M. Oui, depuis des années maintenant, je crois profondément au vintage. À une époque, je chinais des chemises en soie pas chères en friperie. Aujourd’hui, en plus de ça, je fais de vraies recherches sur des plateformes en ligne, je redécouvre d’anciennes collections de grandes marques, je cherche la pièce unique.
J’utilise Vinted, Vestiaire Collective, Etsy. Je continue à entrer dans les friperies locales, et j’essaie toujours de dénicher de beaux bijoux de qualité sur les marchés. J’adore une belle étiquette, une coupe originale.


R. Un geste appris, hérité, pour t’habiller ?
M. Je ne sais pas si c’est un héritage, mais chaque hiver, comme ma mère et ma grand-mère avant moi, je porte des collants—et je passe la saison à les remonter.
Pendant les jours de grand froid, ils sont indispensables. Toutes les femmes de ma famille en portaient sous leurs pantalons ou leurs jupes longues. Et toutes se plaignaient. Un jour, quelqu’un inventera peut-être enfin une paire de collants qui tient en place !


R. Un mot pour décrire l’esprit RÉUNI, sans jamais parler de vêtement ?
M. Confort. C’est comme manger des pommes de terre après un long voyage.


R. Et si tu devais composer une silhouette RÉUNI pour quelqu’un que tu aimes : que choisirais-tu ?
M. Je choisirais mon amie Nina—ma meilleure complice en matière de style. Elle aime la belle maille, un bon jean. Elle travaille dans une galerie d’art à Londres. Pour elle, je choisirais votre Chemise en popeline blanche, et un Cardigan marron.


R. Quelles sont tes 5 adresses préférées à Varsovie ?
M. La brosserie au 26 rue Poznańska – Monsieur Baryliński y fabrique des brosses à la main, comme le faisaient son père et son grand-père avant lui. L’atelier existe depuis 1925, et a changé de lieu plusieurs fois après la guerre, avant de s’installer ici en 1955. C’est là que j’achète toutes mes brosses. Un jour, je lui ai demandé quelles brosses il ne fabriquait plus. Il m’a parlé de brosses pour calèches, de modèles délicats pour horlogers, d'autres pour enlever les miettes sur les tables, ou encore pour appliquer du goudron sur les toits. Il m’a même montré une brosse étrange, faite avec des poils d’oreille de veau, utilisée pour la dorure artistique.
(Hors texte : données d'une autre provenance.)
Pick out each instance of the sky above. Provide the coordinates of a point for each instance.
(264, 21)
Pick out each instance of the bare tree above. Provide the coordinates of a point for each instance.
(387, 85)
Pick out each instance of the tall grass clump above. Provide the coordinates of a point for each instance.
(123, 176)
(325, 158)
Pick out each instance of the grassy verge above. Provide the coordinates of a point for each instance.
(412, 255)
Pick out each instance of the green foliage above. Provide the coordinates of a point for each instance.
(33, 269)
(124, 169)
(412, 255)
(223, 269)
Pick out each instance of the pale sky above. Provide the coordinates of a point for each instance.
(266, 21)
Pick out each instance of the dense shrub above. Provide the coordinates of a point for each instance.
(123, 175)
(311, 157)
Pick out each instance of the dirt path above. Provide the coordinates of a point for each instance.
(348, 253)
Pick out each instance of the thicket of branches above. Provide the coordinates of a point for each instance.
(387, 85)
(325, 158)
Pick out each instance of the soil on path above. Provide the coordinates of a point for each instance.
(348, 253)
La boulangerie au 64 rue Żelazna – On y trouve les meilleurs biscuits et gâteaux. Les étagères débordent de douceurs colorées, et en hiver ils préparent les plus délicieux pains d’épices au miel.


Le bar à lait Rusałka, 14 rue Floriańska – Une vraie expérience de la cuisine polonaise traditionnelle. Les bars à lait étaient très populaires dans les années 70–80, des lieux où l’on pouvait bien manger pour peu cher. Celui-ci a gardé son âme : des plats qui rappellent ceux de ma grand-mère, des assiettes anciennes, du bois sur les murs, et de grandes marmites dans la cuisine.
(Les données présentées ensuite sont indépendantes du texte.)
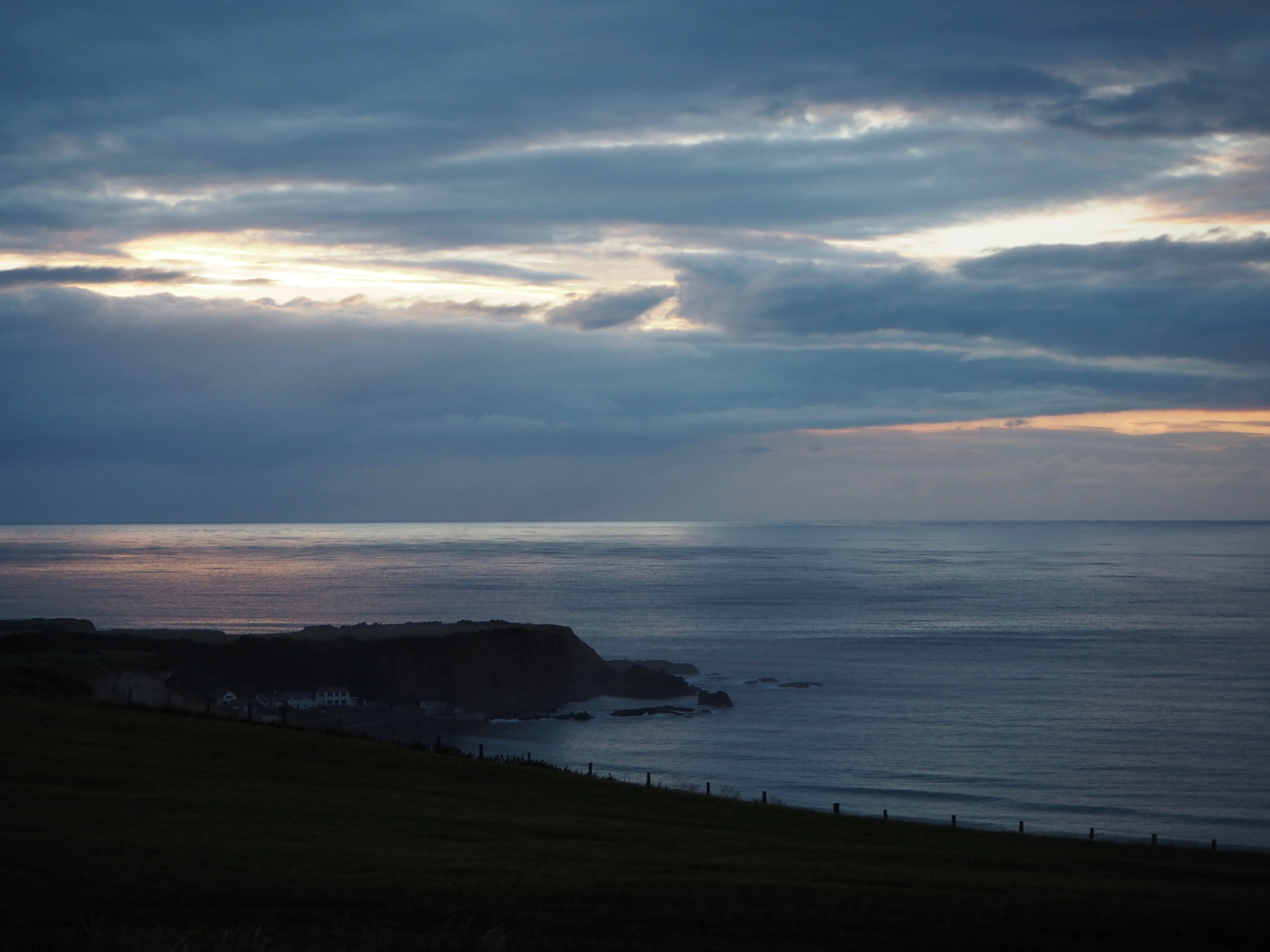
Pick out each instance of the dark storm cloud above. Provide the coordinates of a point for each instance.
(234, 384)
(601, 311)
(420, 98)
(1128, 299)
(1160, 258)
(1199, 105)
(164, 407)
(91, 276)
Le Bar Kawowy, 66a Aleja Solidarności – On y boit une bière, on mange une saucisse. Il y a des rideaux kitsch zébrés orange, une vitrine à gâteaux à l’ancienne. La plupart des gens y commandent une bouteille de vodka—comme moi, parfois, pour mon anniversaire.
Hala Mirowska – Là où je fais mes courses du samedi. Ce marché existe depuis 1902. C’était autrefois le lieu d’arrivée des premières épices et légumes exotiques en Pologne. Aujourd’hui, c’est un labyrinthe de stands de viandes, poissons, fruits. J’y vais chaque semaine.